43.10 Outputs from PEcAn’s Parameter Data Assimilation
When the PDA is finished, a number of outputs are automatically produced that are either the same as or similar to posterior outputs that we’ve seen before. These are located in the PEcAn_[workflow_id]/pft/*
output directory and are identified by pda.[PFT]_[workflow_id]
in the filenames:
- posteriors.pda.[PFT]*.pdf shows the posterior distributions resulting from your PDA
- trait.mcmc.pda.[PFT]*.Rdata contains all the parameter samples contained in the PDA posterior
- mcmc.pda.[PFT]*.Rdata is essentially the same thing in a different format
- mcmc.diagnostics.pda.[PFT]*.pdf shows trace plots and posterior densities for each assimilated parameter, as well as pairs plots showing all pairwise parameter correlations.
Together, these files allow you to evaluate whether a completed PDA analysis has converged and how the posterior distributions compare to the priors, and to use the posterior samples in further analyses, including additional PDA. If you haven’t done so already, take a look at all of the outputs described here.
43.10.1 Questions:
- Do the diagnostic figures indicate that your likelihood at least improved over the course of the analysis?
- Does the MCMC appear to have converged?
- Are the posterior distributions well resolved?
43.11 Post-PDA analyses
In addition to the outputs of the PDA itself, you may want to conduct ensemble and/or sensitivity analyses based on the posteriors of the data assimilation, in order to check progress towards improved model fit and/or changing sensitivity. For this, you need to generate new model runs based on parameters sampled from the updated (by PDA) posterior, which is a simple matter of rerunning several steps of the PEcAn workflow.

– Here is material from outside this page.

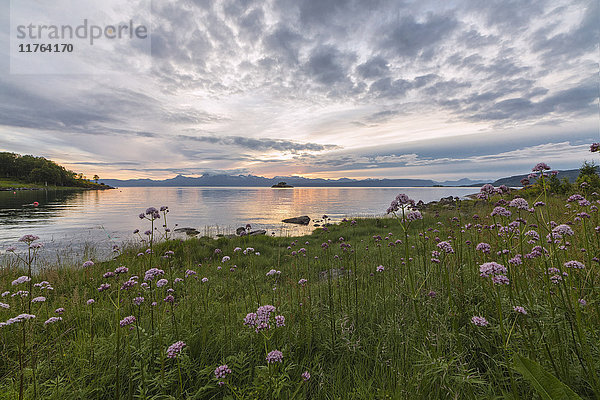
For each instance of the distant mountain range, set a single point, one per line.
(570, 174)
(298, 181)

The PDA you ran has automatically produced an updated XML file (pecan.pda***.xml
) that includes the posterior id to be used in the next round of runs. Locate this file in your run directory and load the file for the post-pda ensemble/sensitivity analysis (if you already have the settings
list in your working environment you don’t need to re-read the settings):
Now you can check the new figures produced by your analyses under PEcAn_[workflow_id]/pft/*/variance.decomposition.*.pdf
and PEcAn_[workflow_id]/pft/*/sensitivity.analysis.*.pdf
, and compare them to the previous ones. Also, take a look at the comparison of model outputs to data when we run SIPNET with pre- and post-PDA parameter (mean) values under PEcAn_[workflow_id]/model.data.comparison.pdf
.
43.11.1 Questions:
- Looking at the ensemble analysis outputs in order (i.e., in order of increasing ID in the filenames), qualitatively how did the model fit to data change over the course of the analysis?
- Based on the final ensemble analysis, what are the major remaining discrepancies between model and data?
- Can you think of the processes / parameters that are likely contributing to the differences?
- What would be your next steps towards evaluating or improving model performance?